Trump outlined the key components: the first $24,000 for married couples tax-exempt, a simplified tax filing process so “families will be able to file their taxes on a single sheet of paper,” a reduction in business taxes, and policies that will encourage the repatriation of an estimated $3 trillion that’s now sitting overseas.
“So this money can come back home to America,” he said. “Believe me, we can use it in this country.”
Trump and the GOP have made overhauling the tax code one of their highest priorities for the rest of this year.
The president already has delivered a series of speeches on the plan and repeatedly has focused on features he believes will get the attention of the middle class.
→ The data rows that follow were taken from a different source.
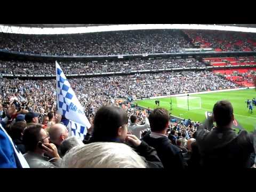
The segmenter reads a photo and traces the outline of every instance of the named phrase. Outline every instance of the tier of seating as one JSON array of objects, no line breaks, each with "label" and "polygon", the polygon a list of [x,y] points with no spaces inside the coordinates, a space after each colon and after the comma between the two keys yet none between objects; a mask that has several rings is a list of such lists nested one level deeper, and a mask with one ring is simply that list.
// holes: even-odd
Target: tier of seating
[{"label": "tier of seating", "polygon": [[256,65],[256,59],[253,57],[204,58],[204,61],[210,62],[213,66]]}]

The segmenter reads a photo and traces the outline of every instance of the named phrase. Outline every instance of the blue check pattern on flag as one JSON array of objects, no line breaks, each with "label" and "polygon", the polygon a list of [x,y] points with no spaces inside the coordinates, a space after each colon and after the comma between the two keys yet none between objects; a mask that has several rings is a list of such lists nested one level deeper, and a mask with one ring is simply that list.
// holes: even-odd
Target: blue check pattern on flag
[{"label": "blue check pattern on flag", "polygon": [[67,125],[72,135],[83,139],[87,128],[91,124],[84,110],[67,79],[60,66],[56,61],[56,92],[57,113],[68,119]]}]

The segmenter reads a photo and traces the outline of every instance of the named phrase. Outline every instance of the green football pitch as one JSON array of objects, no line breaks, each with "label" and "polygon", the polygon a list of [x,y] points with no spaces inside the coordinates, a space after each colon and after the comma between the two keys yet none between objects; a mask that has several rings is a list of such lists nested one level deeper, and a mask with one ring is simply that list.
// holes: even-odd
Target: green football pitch
[{"label": "green football pitch", "polygon": [[[181,106],[180,108],[180,105],[177,106],[177,99],[174,97],[172,97],[172,110],[170,110],[171,101],[170,97],[158,99],[160,101],[159,107],[155,103],[156,99],[138,100],[134,101],[134,103],[138,103],[138,106],[146,108],[149,107],[150,109],[163,107],[170,111],[174,116],[186,119],[189,118],[192,121],[203,122],[205,119],[205,111],[212,111],[213,105],[217,101],[227,100],[232,103],[235,118],[245,129],[248,131],[252,131],[256,125],[256,107],[253,107],[252,114],[249,113],[245,102],[248,99],[251,100],[253,98],[256,98],[256,91],[254,89],[193,94],[191,96],[201,98],[201,109],[188,110],[187,107]],[[197,102],[197,105],[198,106],[199,99],[197,100],[197,101],[193,102]]]}]

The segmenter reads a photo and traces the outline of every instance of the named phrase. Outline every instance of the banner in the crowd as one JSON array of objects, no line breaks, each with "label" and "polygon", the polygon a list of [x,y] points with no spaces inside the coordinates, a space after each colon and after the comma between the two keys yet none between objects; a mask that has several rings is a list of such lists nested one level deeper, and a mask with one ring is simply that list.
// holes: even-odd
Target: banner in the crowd
[{"label": "banner in the crowd", "polygon": [[[206,118],[206,119],[208,119],[208,118],[211,116],[212,116],[212,112],[205,111],[205,117]],[[238,129],[241,130],[244,129],[243,127],[241,126],[241,125],[238,123],[237,120],[236,120],[236,119],[235,119],[233,121],[233,124],[232,125],[232,128]]]},{"label": "banner in the crowd", "polygon": [[72,135],[77,136],[80,135],[81,134],[85,134],[87,132],[86,128],[89,128],[91,124],[57,61],[56,61],[56,90],[57,113],[69,121],[69,125],[68,126],[70,126]]}]

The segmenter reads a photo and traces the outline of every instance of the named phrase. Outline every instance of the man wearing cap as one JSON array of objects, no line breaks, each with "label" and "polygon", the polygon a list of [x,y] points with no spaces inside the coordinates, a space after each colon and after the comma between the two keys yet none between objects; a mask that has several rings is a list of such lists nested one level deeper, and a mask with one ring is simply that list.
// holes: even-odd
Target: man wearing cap
[{"label": "man wearing cap", "polygon": [[38,124],[39,114],[34,112],[29,112],[25,115],[25,121],[27,122],[27,126],[28,126],[31,123]]},{"label": "man wearing cap", "polygon": [[25,121],[25,115],[23,114],[19,114],[17,115],[16,117],[16,118],[15,119],[15,122],[23,122]]}]

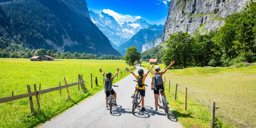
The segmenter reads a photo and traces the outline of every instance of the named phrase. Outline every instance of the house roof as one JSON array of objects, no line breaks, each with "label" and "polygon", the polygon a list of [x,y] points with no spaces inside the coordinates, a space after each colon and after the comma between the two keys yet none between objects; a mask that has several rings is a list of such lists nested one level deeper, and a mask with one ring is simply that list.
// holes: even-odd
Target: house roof
[{"label": "house roof", "polygon": [[149,62],[156,62],[157,59],[149,59]]},{"label": "house roof", "polygon": [[45,57],[46,57],[47,58],[50,58],[54,59],[54,58],[52,58],[52,57],[50,57],[50,56],[49,56],[49,55],[44,55],[44,56],[45,56]]},{"label": "house roof", "polygon": [[32,58],[34,58],[34,59],[37,59],[38,58],[38,57],[40,57],[40,56],[34,56]]}]

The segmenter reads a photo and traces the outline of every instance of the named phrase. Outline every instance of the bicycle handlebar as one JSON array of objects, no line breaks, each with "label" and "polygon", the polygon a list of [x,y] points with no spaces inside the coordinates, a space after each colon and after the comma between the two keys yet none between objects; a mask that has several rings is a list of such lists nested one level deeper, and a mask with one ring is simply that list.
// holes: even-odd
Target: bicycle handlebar
[{"label": "bicycle handlebar", "polygon": [[[137,82],[137,81],[136,81],[136,80],[134,80],[134,81],[135,81],[135,82]],[[147,86],[147,87],[148,86],[148,85],[147,85],[147,84],[144,84],[144,85],[145,85],[145,86]]]}]

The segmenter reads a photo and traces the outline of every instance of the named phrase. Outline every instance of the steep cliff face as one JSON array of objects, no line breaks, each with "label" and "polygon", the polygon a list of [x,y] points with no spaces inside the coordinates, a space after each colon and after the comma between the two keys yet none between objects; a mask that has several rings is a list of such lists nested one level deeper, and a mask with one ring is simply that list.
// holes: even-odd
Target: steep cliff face
[{"label": "steep cliff face", "polygon": [[216,29],[224,23],[224,18],[241,12],[249,0],[172,0],[165,24],[162,41],[178,31],[202,33]]}]

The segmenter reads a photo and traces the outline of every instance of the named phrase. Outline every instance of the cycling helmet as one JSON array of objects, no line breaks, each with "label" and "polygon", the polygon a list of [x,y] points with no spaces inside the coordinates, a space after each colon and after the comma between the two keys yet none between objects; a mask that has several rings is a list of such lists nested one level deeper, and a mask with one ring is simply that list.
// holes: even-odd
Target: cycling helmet
[{"label": "cycling helmet", "polygon": [[112,74],[111,73],[108,72],[106,73],[106,77],[107,78],[111,78],[112,77]]},{"label": "cycling helmet", "polygon": [[155,67],[155,69],[159,69],[159,70],[160,70],[160,66],[156,66]]},{"label": "cycling helmet", "polygon": [[138,73],[139,75],[143,75],[143,74],[144,74],[144,70],[142,69],[139,69],[139,70],[138,70]]}]

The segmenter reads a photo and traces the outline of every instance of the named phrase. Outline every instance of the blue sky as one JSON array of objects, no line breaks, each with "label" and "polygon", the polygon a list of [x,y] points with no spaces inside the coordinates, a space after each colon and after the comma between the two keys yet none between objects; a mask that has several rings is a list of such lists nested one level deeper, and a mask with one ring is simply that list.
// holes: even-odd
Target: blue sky
[{"label": "blue sky", "polygon": [[143,19],[150,24],[164,24],[171,0],[86,0],[89,10],[103,12],[118,22]]}]

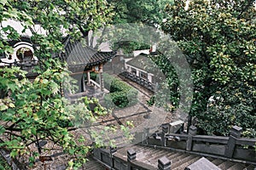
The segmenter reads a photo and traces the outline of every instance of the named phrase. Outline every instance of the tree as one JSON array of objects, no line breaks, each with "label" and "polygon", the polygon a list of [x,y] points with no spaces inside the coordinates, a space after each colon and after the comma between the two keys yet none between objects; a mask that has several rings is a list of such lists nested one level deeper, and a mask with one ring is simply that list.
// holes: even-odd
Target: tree
[{"label": "tree", "polygon": [[[114,10],[113,24],[127,24],[137,23],[144,24],[148,26],[159,27],[160,23],[165,18],[164,7],[167,3],[172,3],[172,0],[164,1],[144,1],[144,0],[109,0]],[[140,31],[134,28],[129,28],[134,34],[137,34],[136,42],[124,42],[122,40],[114,43],[113,48],[122,48],[125,54],[131,54],[134,50],[147,49],[152,44],[143,44],[142,37],[138,32]],[[114,38],[114,37],[113,37]]]},{"label": "tree", "polygon": [[[110,21],[108,3],[1,0],[0,23],[8,20],[18,20],[24,26],[23,31],[32,31],[31,42],[39,60],[33,71],[39,76],[31,82],[26,77],[26,72],[18,67],[0,68],[0,91],[4,94],[0,99],[0,133],[3,139],[1,147],[11,150],[12,157],[28,156],[32,166],[44,151],[40,142],[48,140],[71,156],[70,167],[80,167],[91,146],[89,143],[84,144],[84,137],[74,138],[70,132],[81,123],[95,122],[97,116],[108,110],[96,99],[84,98],[79,104],[68,103],[61,91],[65,88],[64,82],[69,82],[69,71],[65,63],[52,58],[52,54],[62,51],[65,35],[76,39],[85,37],[90,30]],[[33,30],[36,23],[44,33]],[[11,26],[2,24],[0,35],[0,53],[12,54],[8,40],[19,40],[20,35]],[[102,144],[102,140],[95,142],[97,146]],[[37,150],[32,149],[32,144],[36,144]]]},{"label": "tree", "polygon": [[[174,1],[161,24],[187,56],[195,92],[190,115],[208,134],[256,129],[255,8],[248,1]],[[250,128],[250,129],[249,129]]]}]

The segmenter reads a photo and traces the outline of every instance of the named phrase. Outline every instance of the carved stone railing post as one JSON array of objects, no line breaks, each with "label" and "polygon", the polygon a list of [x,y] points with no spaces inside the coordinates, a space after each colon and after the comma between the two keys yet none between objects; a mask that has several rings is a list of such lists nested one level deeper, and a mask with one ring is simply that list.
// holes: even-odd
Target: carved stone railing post
[{"label": "carved stone railing post", "polygon": [[109,148],[109,153],[110,153],[110,159],[111,159],[111,162],[110,162],[110,167],[114,167],[114,164],[113,164],[113,155],[114,153],[116,153],[117,151],[117,149],[116,148],[113,148],[113,147],[110,147]]},{"label": "carved stone railing post", "polygon": [[195,127],[193,125],[189,127],[189,136],[188,136],[188,139],[187,139],[186,150],[192,150],[193,136],[195,136],[196,134],[196,130],[197,130],[196,127]]},{"label": "carved stone railing post", "polygon": [[128,165],[128,170],[132,170],[132,167],[131,166],[131,162],[136,160],[136,151],[133,149],[129,149],[127,150],[127,165]]},{"label": "carved stone railing post", "polygon": [[236,147],[236,140],[241,137],[242,128],[237,126],[232,127],[230,135],[228,140],[224,156],[231,158],[233,156],[234,150]]},{"label": "carved stone railing post", "polygon": [[161,145],[166,145],[166,134],[168,133],[169,131],[169,125],[168,124],[162,124],[162,133],[161,133]]},{"label": "carved stone railing post", "polygon": [[143,144],[148,144],[148,138],[149,136],[149,128],[144,128],[143,133]]},{"label": "carved stone railing post", "polygon": [[161,157],[158,160],[158,169],[159,170],[171,170],[171,162],[166,156]]}]

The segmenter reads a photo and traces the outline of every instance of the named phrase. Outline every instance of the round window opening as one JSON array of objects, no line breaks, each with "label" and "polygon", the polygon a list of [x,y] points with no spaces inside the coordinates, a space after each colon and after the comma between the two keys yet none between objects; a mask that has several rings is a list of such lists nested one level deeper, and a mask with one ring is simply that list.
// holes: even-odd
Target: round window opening
[{"label": "round window opening", "polygon": [[33,58],[32,51],[28,48],[20,48],[17,50],[16,53],[17,58],[23,60],[31,60]]}]

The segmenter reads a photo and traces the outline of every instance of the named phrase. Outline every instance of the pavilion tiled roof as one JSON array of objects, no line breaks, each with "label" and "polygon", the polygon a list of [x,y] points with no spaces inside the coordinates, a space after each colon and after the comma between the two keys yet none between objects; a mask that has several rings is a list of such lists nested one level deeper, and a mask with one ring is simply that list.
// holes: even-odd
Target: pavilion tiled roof
[{"label": "pavilion tiled roof", "polygon": [[137,69],[145,71],[147,72],[153,72],[154,62],[146,55],[137,55],[132,60],[126,62],[126,65],[136,67]]},{"label": "pavilion tiled roof", "polygon": [[63,60],[69,68],[98,65],[110,60],[116,52],[99,52],[84,45],[82,42],[71,42],[70,38],[65,42]]}]

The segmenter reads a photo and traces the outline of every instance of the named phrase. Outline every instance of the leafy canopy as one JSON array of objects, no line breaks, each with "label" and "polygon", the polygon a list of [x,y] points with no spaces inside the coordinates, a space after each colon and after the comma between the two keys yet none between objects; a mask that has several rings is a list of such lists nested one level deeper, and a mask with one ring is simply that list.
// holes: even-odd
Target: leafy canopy
[{"label": "leafy canopy", "polygon": [[[186,54],[195,83],[190,115],[207,133],[256,129],[254,1],[174,1],[162,29]],[[249,129],[248,129],[249,130]]]}]

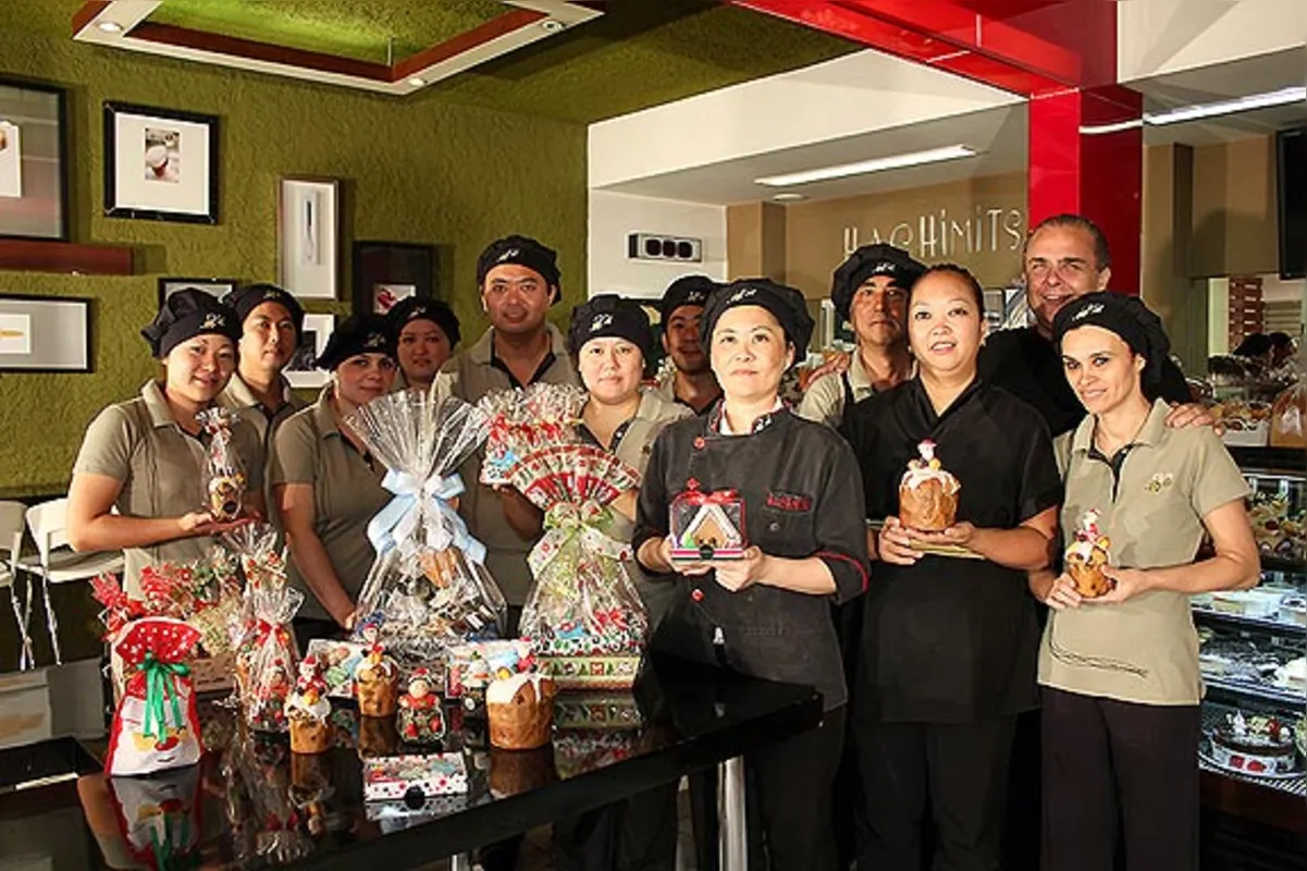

Critics allege the benefits will actually go to businesses, but economists point out it is businesses that create jobs.
Ed Feulner, president of the foundation, commented: “Congress has a once-in-a-generation opportunity to deliver sweeping, pro-growth tax reform for the American people.”
Trump said his bullet points will double the zero bracket, raise the child tax credit for working families and remove the “self-inflicted wound” of very high tax rates for business.
His plan would set the corporate tax rate at “not more than 20 percent,” far below the current 35 percent.
It also would “allow our companies to expense the full cost of new equipment in the year they buy it” and end “the horrible and very unfair estate tax as also known as the death tax.”
Overall, he said, the changes could give “the typical American family” the equivalent of a $4,000 annual raise.
For those who call their members of Congress, he said, “Don’t give ’em a hard time.”
But he said he needs help to give the nation tax relief for Christmas.
He cited issues he’s already been addressing: the border wars, chain migration, cooperation with other nations, a military that is effective against ISIS, pulling out of “one-sided deals” that don’t benefit America, the fight against terrorism and the need for Constitution-faithful judges.
“We’re going to be saying ‘Merry Christmas’ again,” he said.
Marc Short, the president’s legislative affairs director, wants the work done by the end of the year.
“We need to turn this economy around,” he told “Fox & Friends.” “It’s begun to turn under the president’s leadership and rolling back the regulatory state.”